Last season Quins finished runners-up, losing 24-20 to Saracens in the final. Of her team’s ambitions this term, which begins at Gloucester-Hartpury on Saturday afternoon, Burford is up front. “We’re not shying away from anything,” she says. “We want to finish top four, we want to be in a playoff situation and we want to go on and win the Premier 15s. We want to try and push on and win that trophy.”
Conquering the league will be difficult enough, with Saracens adding to their squad by re-signing the fly-half Sarah McKenna and also adding last season’s top try scorer in the Premier 15s, Chantelle Miell. Quins, for their part, have signed the England fly-half Emily Scott and Australian back row Chloe Butler. They also expect great things from their emerging player of last season,the teenage fly-half Ellie Green.
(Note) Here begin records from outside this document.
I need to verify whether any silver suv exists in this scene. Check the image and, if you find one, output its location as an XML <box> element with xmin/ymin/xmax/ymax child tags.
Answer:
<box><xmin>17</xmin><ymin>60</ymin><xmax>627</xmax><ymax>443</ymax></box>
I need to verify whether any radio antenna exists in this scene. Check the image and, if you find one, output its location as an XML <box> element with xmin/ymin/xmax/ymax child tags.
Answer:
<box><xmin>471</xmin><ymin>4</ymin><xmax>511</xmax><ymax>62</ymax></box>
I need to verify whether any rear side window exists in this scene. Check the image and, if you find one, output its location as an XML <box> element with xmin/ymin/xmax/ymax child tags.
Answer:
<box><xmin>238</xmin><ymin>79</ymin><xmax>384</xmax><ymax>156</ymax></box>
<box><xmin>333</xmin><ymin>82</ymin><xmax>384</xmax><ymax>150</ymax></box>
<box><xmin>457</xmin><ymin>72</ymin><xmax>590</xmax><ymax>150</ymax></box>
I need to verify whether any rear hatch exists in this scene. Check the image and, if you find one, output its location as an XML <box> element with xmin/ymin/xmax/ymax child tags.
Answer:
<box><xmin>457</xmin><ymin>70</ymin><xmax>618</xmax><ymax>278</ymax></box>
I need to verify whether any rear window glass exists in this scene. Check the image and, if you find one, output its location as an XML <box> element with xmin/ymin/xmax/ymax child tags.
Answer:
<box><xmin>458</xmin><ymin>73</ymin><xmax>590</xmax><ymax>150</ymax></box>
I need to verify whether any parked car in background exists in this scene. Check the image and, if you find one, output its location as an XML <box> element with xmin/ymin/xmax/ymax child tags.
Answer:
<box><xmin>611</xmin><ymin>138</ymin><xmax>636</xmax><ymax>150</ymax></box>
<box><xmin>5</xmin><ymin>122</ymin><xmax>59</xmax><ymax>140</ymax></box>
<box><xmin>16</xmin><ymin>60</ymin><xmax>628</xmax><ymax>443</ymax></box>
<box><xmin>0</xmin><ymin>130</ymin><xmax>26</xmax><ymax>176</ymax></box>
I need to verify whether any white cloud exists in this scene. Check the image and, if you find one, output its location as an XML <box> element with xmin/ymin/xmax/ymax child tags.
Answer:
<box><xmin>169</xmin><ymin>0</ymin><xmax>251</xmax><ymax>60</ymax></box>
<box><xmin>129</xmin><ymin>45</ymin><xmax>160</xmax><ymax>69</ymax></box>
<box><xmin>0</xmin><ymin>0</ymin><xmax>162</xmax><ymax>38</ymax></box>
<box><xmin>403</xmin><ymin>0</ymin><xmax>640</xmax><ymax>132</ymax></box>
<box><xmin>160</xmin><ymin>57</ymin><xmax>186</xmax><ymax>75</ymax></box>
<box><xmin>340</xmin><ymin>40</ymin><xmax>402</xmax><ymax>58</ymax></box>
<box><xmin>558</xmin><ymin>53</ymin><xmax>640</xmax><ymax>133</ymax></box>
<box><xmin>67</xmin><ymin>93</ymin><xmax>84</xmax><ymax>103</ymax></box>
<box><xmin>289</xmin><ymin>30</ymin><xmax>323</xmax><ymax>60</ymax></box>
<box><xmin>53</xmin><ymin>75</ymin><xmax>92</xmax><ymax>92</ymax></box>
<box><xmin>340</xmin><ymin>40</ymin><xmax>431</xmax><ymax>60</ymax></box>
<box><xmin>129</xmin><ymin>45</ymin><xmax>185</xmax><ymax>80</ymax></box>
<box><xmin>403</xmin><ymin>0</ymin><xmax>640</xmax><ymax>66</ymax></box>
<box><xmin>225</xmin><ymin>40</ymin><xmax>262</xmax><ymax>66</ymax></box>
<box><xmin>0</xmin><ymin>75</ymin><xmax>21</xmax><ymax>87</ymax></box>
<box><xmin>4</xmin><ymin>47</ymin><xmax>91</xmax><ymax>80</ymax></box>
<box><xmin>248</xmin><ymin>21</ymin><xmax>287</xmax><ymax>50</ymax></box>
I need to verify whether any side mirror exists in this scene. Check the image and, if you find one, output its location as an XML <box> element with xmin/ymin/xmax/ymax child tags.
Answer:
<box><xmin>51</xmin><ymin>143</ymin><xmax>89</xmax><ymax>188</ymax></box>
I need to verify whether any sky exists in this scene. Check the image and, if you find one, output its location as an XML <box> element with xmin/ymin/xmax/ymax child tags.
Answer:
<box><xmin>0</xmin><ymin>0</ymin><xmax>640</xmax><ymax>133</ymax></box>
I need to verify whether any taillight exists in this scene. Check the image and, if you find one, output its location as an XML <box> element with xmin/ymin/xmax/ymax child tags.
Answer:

There remains also the challenge of meeting ambitions for the women’s game off the pitch. While the Premier XV has introduced aspects of professionalism – from coaching to sports science – as yet it has stopped short of providing its players with a wage. Discord between England players and the RFU over payments has been seen as a proxy for a broader discussion. In the summer the RFU’s chief executive, Steve Brown, suggested full professionalism could happen as early as this year. Those words are yet to translate into reality.
Since joining the board of the Rugby Players’ Association five years ago, the first woman to do so, Burford has become ever more involved in the governance of her sport. She runs the Burford Academy which provides professional rugby tuition to talented young women, and says she hopes to pursue a career in helping shape the future after she retires (“Everyone who I know who has retired they say ‘you just know’. So I’m waiting for that moment.”)
When it comes to the barriers preventing a fully professional game, Burford is pragmatic. “The obvious one is being commercially viable,” she says. “At the moment we’re not in a position where we’re generating an income. That’s where we need to get to, to make it sustainable for the long term.”
To continue the development of the sport, everyone involved must take responsibility, Burford says. “We need to have a great product. So we need to have good competition which is exciting and drawing people in. The exposure also needs to be there. People need to know about it. It has to be accessible. And I think we need role models. It’s about exposing all of that to as many and as wide as possible and creating more opportunities at youth level in terms of school competition.” She pauses for a moment as one solution pops up. “Getting women’s rugby into the [schools’] curriculum, I mean that would be pretty good.”